Giornalisti frustrati?

Ho buttato un occhio sul documento di Andrea Breivik e su alcune sue dichiarazioni. Ad esempio quando dice che ha fatto la cosa giusta perchè bisogna fermare l'avanzata dell'alleanza marxista-islamica. E posso non notare le similitudini con la campagna elettorale per l'elezioni del sindaco di Milano, dove il candidato del centrosinistra, il "comunistissimo", ex -terrorista Pisapia era accusato di essere, senza soluzione di continuità, in combutta con rom e islamici ed al tanto questionato discorso di Vendola sugli stessi rom in piazza Duomo. Direi che in entrambi i casi se Il Giornale o Libero non abbiano usato le parole "alleanza marxista-islamica" poco ci è mancato.

Mi chiedo allora se ci può essere un filo rosso che conduce da un certo tipo di stampa, strillona e prevenuta, a le azioni di Breivik. In fondo, anche a livello locale, un Libero, un IlFoglio od un IlGiornale norvegesi (o qualcosa di simile) possibile che esista.

Da questo punto di vista mi viene in soccorso l'editoriale sul primo giornale di destra dello UK, il Daily Telegraph, che porta la firma di Boris Johnson, sindaco conservatore di Londra. Johnson enuncia in maniera abbastanza semplice e diretta un pensiero essenziale: è inutile perdersi nella ricerca di una motivazione ideologica nella testa di Andreas Breivik.  E sottolinea come, anche se certi argomenti siano stati trattati con una certa similarità dai mass media di stampo conservatore in UK, ben poco servono a spiegare le mosse dell'attentatore. Quello che l'attentore mostra di sé, nelle 1500 pagine di editoriale, è un disturbo della personalità narcisistico che lo porta a trovare nell'estremismo cristiano-ariano il suo motivo di affermazione. Non è un caso che il suo modus operandi assomigli, ci ricorda Johnson, più a Micheal Ryan o Thomas Hamilton che a un attentatore islamico suicida od una cellula terroristica.
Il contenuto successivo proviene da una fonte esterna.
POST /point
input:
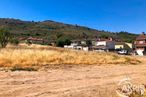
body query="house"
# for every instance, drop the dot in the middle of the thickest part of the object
(35, 40)
(78, 45)
(104, 45)
(140, 44)
(124, 46)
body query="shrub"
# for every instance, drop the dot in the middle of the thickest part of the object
(4, 37)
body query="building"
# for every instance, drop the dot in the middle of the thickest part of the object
(124, 46)
(140, 44)
(104, 45)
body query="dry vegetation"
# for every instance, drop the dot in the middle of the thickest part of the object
(42, 55)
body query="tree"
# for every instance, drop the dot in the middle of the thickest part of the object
(63, 41)
(4, 37)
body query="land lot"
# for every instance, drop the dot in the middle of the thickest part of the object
(63, 80)
(69, 81)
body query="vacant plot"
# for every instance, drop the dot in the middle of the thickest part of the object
(39, 56)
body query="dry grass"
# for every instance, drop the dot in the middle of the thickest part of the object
(21, 57)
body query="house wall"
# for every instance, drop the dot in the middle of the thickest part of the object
(110, 45)
(130, 45)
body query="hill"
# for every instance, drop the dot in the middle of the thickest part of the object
(51, 30)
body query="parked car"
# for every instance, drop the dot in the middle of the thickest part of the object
(123, 52)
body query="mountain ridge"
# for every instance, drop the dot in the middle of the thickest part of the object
(52, 30)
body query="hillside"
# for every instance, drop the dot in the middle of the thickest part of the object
(51, 30)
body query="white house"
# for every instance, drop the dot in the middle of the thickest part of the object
(105, 44)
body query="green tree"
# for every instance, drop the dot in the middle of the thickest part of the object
(63, 41)
(4, 37)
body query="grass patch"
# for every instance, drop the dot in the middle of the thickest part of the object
(25, 57)
(23, 69)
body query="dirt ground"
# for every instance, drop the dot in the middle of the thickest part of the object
(69, 81)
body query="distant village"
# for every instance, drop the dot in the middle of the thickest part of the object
(105, 45)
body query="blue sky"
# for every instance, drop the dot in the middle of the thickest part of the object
(111, 15)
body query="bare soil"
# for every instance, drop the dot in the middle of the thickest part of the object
(69, 81)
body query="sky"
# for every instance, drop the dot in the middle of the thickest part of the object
(108, 15)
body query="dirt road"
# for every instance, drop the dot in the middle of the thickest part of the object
(69, 81)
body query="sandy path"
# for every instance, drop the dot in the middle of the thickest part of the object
(76, 81)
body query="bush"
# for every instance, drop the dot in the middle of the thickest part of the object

Il punto di vista di Johnson, opinabile ma condivisibile è comunque, da un certo punto di vista, un'ottima risposta a chi, dall'altra parte cercava di far passare l'idea di un'"immagine speculare di un terrorista islamico, un uomo spinto da un'ossessione ideologica, identica ma capovolta". L'ideologia, qua, è subordinata alla psicopatologia dell'individuo (non diceva qualcosa del genere Chomsky?). Interrogarsi sulla prima non svelerà il paradigma della seconda. Al massimo bisognerebbe fare il processo inverso, aggiungo io.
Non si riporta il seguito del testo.